Last week, we were privileged to have Dr Jen Purdie from the Otago University Centre for Sustainability telling us about global warming. Whilst the temperature of our planet has varied over time, in cycles of tens of thousands of years, the increase in temperature since the start of the Industrial Revolution 200 years ago has been more rapid than ever before.
There are three ways to warm our planet – shift it closer to the sun, increase the solar radiation from the sun, or stop that radiation from leaving once it gets here (like putting a blanket around the world). The first two of these have not happened, but the third certainly has, largely as a result of our increasing emissions of CO2 and Methane. The earth’s temperature has already warmed by 1.2 degrees since the late 1800’s, and if we do not significantly reduce our emissions then it could rise by another 4.5 degrees by 2100. To put this in perspective, it only takes a drop of 5 degrees to enter another ice age.
The impact of global warming is already being felt – snow and ice are disappearing at an alarming rate, with an associated rise in sea level and changes in ocean currents. 2% of the world’s population (150 million people) lives within 1 metre of sea level, many of these in poorer nations such as our South Pacific neighbours.
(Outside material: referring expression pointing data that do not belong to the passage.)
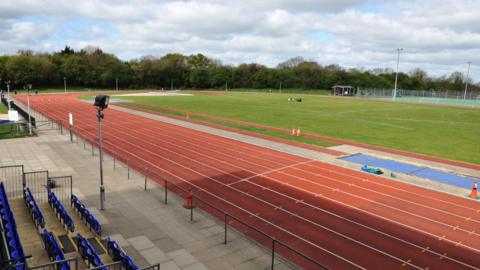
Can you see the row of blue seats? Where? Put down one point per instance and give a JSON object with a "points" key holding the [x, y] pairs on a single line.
{"points": [[9, 227], [54, 251], [32, 205], [86, 216], [117, 254], [60, 210], [87, 252]]}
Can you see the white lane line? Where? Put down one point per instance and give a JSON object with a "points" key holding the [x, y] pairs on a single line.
{"points": [[213, 179], [419, 195], [264, 173], [270, 204], [235, 206], [317, 175]]}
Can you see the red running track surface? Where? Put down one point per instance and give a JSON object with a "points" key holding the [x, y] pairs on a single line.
{"points": [[342, 218]]}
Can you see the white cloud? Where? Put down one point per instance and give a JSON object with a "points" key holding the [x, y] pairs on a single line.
{"points": [[439, 36]]}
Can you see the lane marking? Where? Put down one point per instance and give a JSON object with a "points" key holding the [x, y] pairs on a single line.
{"points": [[267, 172]]}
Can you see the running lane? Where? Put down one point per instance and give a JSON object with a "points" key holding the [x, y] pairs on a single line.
{"points": [[342, 218]]}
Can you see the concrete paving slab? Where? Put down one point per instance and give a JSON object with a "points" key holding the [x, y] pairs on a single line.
{"points": [[195, 266], [154, 255], [120, 240], [182, 257], [140, 242]]}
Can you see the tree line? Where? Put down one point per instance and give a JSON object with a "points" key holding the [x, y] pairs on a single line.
{"points": [[92, 67]]}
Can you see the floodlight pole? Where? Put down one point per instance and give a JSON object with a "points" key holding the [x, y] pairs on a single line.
{"points": [[8, 95], [28, 112], [466, 81], [100, 148], [396, 73]]}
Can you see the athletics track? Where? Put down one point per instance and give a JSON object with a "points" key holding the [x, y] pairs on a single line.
{"points": [[342, 218]]}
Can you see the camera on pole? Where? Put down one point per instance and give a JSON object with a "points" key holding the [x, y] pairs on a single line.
{"points": [[101, 103]]}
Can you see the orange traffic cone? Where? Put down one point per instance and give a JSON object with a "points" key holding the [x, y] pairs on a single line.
{"points": [[474, 193], [188, 201]]}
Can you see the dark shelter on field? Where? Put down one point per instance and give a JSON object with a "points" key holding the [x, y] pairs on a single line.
{"points": [[343, 90]]}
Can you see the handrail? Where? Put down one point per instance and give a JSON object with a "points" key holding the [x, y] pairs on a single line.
{"points": [[127, 161], [196, 197]]}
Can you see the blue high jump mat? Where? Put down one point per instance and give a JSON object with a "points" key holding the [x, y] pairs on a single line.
{"points": [[405, 168]]}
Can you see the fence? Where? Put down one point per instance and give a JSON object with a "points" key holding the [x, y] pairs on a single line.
{"points": [[72, 262], [12, 176], [15, 178], [276, 246], [444, 97]]}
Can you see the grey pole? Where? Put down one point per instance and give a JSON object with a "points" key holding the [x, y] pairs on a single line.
{"points": [[466, 81], [100, 150], [8, 95], [396, 74], [29, 117]]}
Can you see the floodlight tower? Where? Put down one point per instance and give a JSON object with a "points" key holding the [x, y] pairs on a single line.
{"points": [[28, 87], [8, 94], [466, 81], [396, 73], [101, 103]]}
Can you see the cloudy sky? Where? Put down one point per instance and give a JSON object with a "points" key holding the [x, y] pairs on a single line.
{"points": [[438, 36]]}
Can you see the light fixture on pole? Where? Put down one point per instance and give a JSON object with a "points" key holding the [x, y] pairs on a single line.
{"points": [[466, 81], [8, 94], [101, 103], [396, 73], [28, 87]]}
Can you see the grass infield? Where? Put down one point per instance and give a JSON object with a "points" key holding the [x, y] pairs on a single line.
{"points": [[447, 132]]}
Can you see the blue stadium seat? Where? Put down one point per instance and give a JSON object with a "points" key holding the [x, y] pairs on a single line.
{"points": [[85, 215]]}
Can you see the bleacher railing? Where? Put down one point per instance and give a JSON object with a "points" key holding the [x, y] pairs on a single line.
{"points": [[16, 178], [72, 262], [276, 246]]}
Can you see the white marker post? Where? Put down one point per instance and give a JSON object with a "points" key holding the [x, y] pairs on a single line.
{"points": [[70, 122]]}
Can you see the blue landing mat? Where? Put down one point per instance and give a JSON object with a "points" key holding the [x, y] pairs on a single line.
{"points": [[423, 172]]}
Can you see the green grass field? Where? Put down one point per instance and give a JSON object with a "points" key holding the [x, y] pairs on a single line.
{"points": [[433, 130], [3, 109]]}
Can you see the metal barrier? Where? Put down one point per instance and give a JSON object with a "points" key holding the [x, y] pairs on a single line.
{"points": [[275, 244], [72, 262], [152, 267], [37, 182], [110, 266], [13, 178]]}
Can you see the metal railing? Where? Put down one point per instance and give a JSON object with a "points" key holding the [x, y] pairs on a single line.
{"points": [[16, 178], [72, 262], [181, 191], [274, 244]]}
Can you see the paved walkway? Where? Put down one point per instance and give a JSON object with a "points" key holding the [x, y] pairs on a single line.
{"points": [[147, 229]]}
Drier places will get drier, storms will get stronger, floods will get bigger (because warmer air can carry more moisture), food production will be impacted, more infectious diseases will spread, and habitats will be lost. A grim outlook……….
A lot of talk has been going on – New Zealand has been part of the IPCC (Intergovernmental Panel on Climate Change) and UNFCCC (United Nations Framework Convention on Climate Change), and every country in the world pledged to reduce greenhouse gas emissions to 50% below 2005 levels by 2030, but worldwide emissions continue to increase. In New Zealand, each person produces 7 tonnes of emissions each year on average, which is the same level as we had in 2010. We have stopped our increasing trend, but have not succeeded yet in reducing it. We have one of the highest emission rates in the world, with half coming from agriculture.
Our government formed a Climate Change Commission in 2019 to make recommendations about how to tackle the problem – several initiatives have been taken (such as subsidies on electric vehicles and taxes on gas guzzlers, subsidies on home insulation etc) but our political system is a real barrier to making the significant changes that are necessary.
There are some things that all of us can do: reduce food waste (33% of the food we grow in this country is thrown out), plant trees, buy local to reduce transport emissions, use public transport or walk/pedal, reuse-reduce-recycle, drive an electric car (85 % of our electricity is renewable energy), apply collective pressure to policy-makers to act in the best interests of our planet etc.
“The economic impact of doing something is a lot less than the economic impact of doing nothing”.